Multiscatter capture of superheavy dark matter by Pop III stars

If captured by the gravitational field of stars or other compact objects, dark matter can self-annihilate and produce a potentially detectable particle flux. In the case of superheavy dark matter ( m_X ≳ 10⁸ GeV), a large number of scattering events with nuclei inside stars are necessary to slow down the dark matter particles below the escape velocity of the stars, at which point the Dark Matter (DM) particle becomes trapped, or captured. Using the recently developed analytical formalism for multiscatter capture, combined with the latest results on the constraints of dark-matter-baryon scattering cross-section, we calculate upper bounds on the capture rates for superheavy dark matter particles by the first (Pop.

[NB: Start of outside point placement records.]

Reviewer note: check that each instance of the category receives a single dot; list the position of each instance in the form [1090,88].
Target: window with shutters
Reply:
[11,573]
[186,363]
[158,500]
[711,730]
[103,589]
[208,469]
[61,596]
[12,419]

III) stars. Assuming that a non-zero fraction of the products of captured superheavy dark matter (SHDM) annihilations can be trapped and thermalized inside the star, we find that this additional heat source could influence the evolutionary phase of Pop. III stars. Moreover, requiring that Pop. III stars shine with sub-Eddington luminosity, we find upper bounds on the masses of the Pop. III stars. This implies a DM dependent cutoff on the initial mass function (IMF) of Pop. III stars, thus opening up the intriguing possibility of constraining DM properties using the IMF of extremely metal-poor stars.